One of these was the migration of so many KiwiSaver members from Balanced and Growth Funds to Cash and Conservative Funds. In all, 250,000 KiwiSaver members made the switch early in the pandemic, during March and April 2020. This was a panic move, pure and simple, and the consequences were dire for these investors. They ended up well behind where they should have been had they not switched, their losses having crystallised as the markets made their resurgence.

This put the spotlight squarely on the importance of sound investment advice at a critical time. We’ve seen plenty of evidence of that here at FANZ. Our experienced team of advisers rolled up their sleeves and did a power of work when the markets took their initial tumble. They communicated, contextualised, reassured and yes, advised. As a result, we experienced a client switching level in March and April 2020 that was 10% of the industry as a whole (based on our Registry provider’s statistics) and our clients came through 2020 in pretty good shape. The lesson here: good, rational counsel is a necessary counterweight to the impulse to make rash decisions. And it will result in better customer outcomes. Now if I may, let us consider the Black Death. The topic is not unrelated. Europe’s 14th century Black Death was also a pandemic of course. It is what happened after that plague that fascinates me.

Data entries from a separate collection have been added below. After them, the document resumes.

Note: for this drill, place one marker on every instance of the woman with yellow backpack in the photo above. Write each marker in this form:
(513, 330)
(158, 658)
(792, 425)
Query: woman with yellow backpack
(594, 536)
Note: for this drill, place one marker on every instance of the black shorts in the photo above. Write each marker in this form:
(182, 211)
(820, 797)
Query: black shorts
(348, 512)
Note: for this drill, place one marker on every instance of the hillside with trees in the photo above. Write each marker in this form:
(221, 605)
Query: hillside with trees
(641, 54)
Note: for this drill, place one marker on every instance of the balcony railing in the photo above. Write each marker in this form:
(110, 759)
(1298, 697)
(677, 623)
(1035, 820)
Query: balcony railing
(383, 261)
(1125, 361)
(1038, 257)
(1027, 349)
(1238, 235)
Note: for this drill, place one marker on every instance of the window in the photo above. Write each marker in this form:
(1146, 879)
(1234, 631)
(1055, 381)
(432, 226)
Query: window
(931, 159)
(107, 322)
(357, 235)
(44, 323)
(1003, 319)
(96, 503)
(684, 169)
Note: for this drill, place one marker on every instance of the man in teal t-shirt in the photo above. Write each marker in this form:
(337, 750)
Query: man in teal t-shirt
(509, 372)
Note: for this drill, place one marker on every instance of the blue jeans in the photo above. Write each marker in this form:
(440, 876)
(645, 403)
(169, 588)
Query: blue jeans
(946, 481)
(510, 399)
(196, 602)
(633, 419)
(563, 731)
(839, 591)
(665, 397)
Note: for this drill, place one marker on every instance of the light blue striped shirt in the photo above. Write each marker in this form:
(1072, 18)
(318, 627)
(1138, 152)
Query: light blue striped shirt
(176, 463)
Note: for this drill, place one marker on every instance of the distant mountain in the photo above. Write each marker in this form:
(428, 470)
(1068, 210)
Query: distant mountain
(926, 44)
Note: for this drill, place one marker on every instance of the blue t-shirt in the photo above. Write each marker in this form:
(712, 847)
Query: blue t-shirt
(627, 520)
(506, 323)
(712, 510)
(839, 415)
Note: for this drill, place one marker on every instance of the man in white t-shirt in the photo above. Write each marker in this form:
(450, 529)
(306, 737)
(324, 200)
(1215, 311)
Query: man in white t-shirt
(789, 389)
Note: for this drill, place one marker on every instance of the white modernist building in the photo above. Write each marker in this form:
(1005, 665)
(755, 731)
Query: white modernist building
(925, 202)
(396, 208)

My source for this is a treatise written in 2016 by Kiwi historian Professor James Belich, now a distinguished academic at the University of Oxford. In Belich’s view, pandemics differed from droughts, fires, wars and earthquakes in that infrastructure remained intact after a pandemic. You did not have to eat your breeding stock in order to survive (!) As a result, economic recovery was quicker but also very different.

The Black Death wiped out half the population and in doing so doubled the GDP per capita of everything. The remaining population was healthier, the feudal system broke down and new methods and technologies emerged, most driven by a labour saving imperative. For example, a cargo ship that could tack into the wind was invented because you no longer had 200 sailors available to row the ship into harbour in a head wind. Improvements to weapons and armour also emerged, necessitated by depleted numbers of soldiers. The capacity and power of many European countries to go out and colonise the world was largely derived from the technological revolution that followed the Black Death.

My feeling is that we may well look back and see roughly similar trends in the post Covid-19 world. New technologies and work practices have already emerged or have made more rapid progress as a result of the crisis. Some countries will be able to use the momentum gained from having had a relatively “good” pandemic to enhance their position in the world. The changes wrought by the virus will challenge every nation’s powers of adaptability. Some will do better than others.

It’s an example of “hindsight being the best insight into foresight”.